To get the proper fit you’ll need to have your child with you. Have him sit on the seat with his hands on the handle bars. If he can place the balls of his feet on the ground then it’s the right size. Go a little further and have him straddle the center bar. If he can have his feet flat on the ground with a 1-inch clearance between the bar and his crotch, then it’s a good fit.
Do not buy an oversized bike for your child to grow into. As tempting as that is to make the bike last a growing child longer, it will make it more difficult to learn how to ride a bike and it becomes a safety issue. A child is not going to be able to handle a bike that is too large.
Style and Design
There are different types and styles of bicycles. Popular types include bmx bikes, cruiser bikes, comfort bikes, folding bikes, road bikes, and mountain bikes, amongst others. Consider if the popularity of a style or color is important. Also consider longevity, if your child will outgrow the bike quickly consider if it will be passed down to another. Yet another factor is the handlebars. The size, shape and positioning of certain handlebars could actually decrease the amount of space there is for the rider as well as impact maneuverability. A third factor in design is the step through space. Girls bikes traditionally have a lower step through space. Boys bikes have a bar in the center. If the color doesn’t really matter, be sure to consider which might be easier for your child.
Keep the weight of the bike in mind when you’re buying it. Look for the lightest bike you can find. Keep in mind that things like training wheels, accessories and a few other things don’t add to the weight of the actual bike itself, so compare actual bike only weight instead of the weight of an entire package. The two bikes shown just above are both yellow 16 inch bikes. One is aluminum and one is steel. While they may appear to be similar, the aluminum bike is 6 pounds lighter than the steel bike and that’s with it having hand brakes and a water bottle accessory.
An average adult should not be able to bend the frame by hand. You also want to check the frame alignment. To do this, stand either in front of the bike or behind the bike and make sure both wheels are on the same plane. Make sure the seat and handlebar bolts are tight and can’t be twisted.

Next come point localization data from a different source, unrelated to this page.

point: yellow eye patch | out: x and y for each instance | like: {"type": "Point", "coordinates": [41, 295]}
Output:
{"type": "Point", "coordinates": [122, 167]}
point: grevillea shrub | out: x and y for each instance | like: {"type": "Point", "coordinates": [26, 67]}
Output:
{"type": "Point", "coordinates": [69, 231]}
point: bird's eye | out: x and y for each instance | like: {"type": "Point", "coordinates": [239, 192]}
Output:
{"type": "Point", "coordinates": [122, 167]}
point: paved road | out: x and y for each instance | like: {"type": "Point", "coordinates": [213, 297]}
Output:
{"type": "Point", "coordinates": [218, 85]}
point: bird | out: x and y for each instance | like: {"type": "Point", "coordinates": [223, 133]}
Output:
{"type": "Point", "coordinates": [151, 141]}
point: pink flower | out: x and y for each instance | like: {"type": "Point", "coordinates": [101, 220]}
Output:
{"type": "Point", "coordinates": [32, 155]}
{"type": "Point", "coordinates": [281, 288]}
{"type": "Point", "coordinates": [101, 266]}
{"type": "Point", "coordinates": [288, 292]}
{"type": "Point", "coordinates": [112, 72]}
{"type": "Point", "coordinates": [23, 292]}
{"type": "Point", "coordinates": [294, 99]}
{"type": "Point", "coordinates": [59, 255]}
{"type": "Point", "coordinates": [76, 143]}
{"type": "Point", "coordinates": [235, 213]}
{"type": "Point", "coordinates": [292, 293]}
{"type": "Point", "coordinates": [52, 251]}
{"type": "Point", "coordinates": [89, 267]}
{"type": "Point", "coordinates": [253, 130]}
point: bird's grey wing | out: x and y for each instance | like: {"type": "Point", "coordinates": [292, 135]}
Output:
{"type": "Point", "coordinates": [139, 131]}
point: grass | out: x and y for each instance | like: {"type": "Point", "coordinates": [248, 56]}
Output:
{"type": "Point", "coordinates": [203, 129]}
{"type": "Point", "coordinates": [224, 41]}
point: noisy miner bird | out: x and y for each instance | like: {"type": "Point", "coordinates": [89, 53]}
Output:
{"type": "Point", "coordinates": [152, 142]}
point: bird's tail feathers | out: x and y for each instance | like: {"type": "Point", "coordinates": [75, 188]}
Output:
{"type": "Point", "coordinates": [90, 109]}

One of the most important features on a bike is the ability to stop, so you will want to look for a bike with good brakes. Make sure that you choose the appropriate brakes for your child. There are two types of bike brakes, hand and coaster. Hand brakes are better suited for older children with a stronger grip and larger hands. Therefore you will find most smaller bikes for little children have coaster brakes (on the back wheel, engaged by pedaling backwards). You might find some bikes with both hand and coaster brakes. These are good to have for helping your child get used to the hand brakes.
Even though bikes are required to be created so the front wheel won’t fall off even if the nuts on the axle come loose, you still want to test the wheels. To do this, hold the tire and try to wiggle the wheel side to side. You should not feel any movement. Then give the tire a spin. It should spin freely without any stopping or knocking.
If the bike has a chain then it should also have a chain guard to keep loose shoe laces or other things from getting caught in the chain.
Some bikes come with training wheels, someof which are fixed and some easily removed. Other bikes can easily be fitted with training wheels you purchase separately. Many people worry that a child will become dependent on training wheels. There are ways around this by gradually taking training wheels off. Another option is a kids tricycle, which has three permanent wheels and no training wheels. Balance bikes are also becoming popular. A balance bike is a bike with no pedals or chains. You push with your feet and coast around on them, thereby learning the art of balancing before ever having to pedal. So that might be an option to consider when teaching your child to ride a bike.
Most bikes come completely unassembled. You can choose to assemble it yourself or pay the store to put it together for you. Either way you will want to go around and check to make sure all of the bolts are tight and everything is in alignment before sending your child out on his maiden voyage.
Now that you know the most important things to consider when purchasing a child’s bike you’re ready to shop!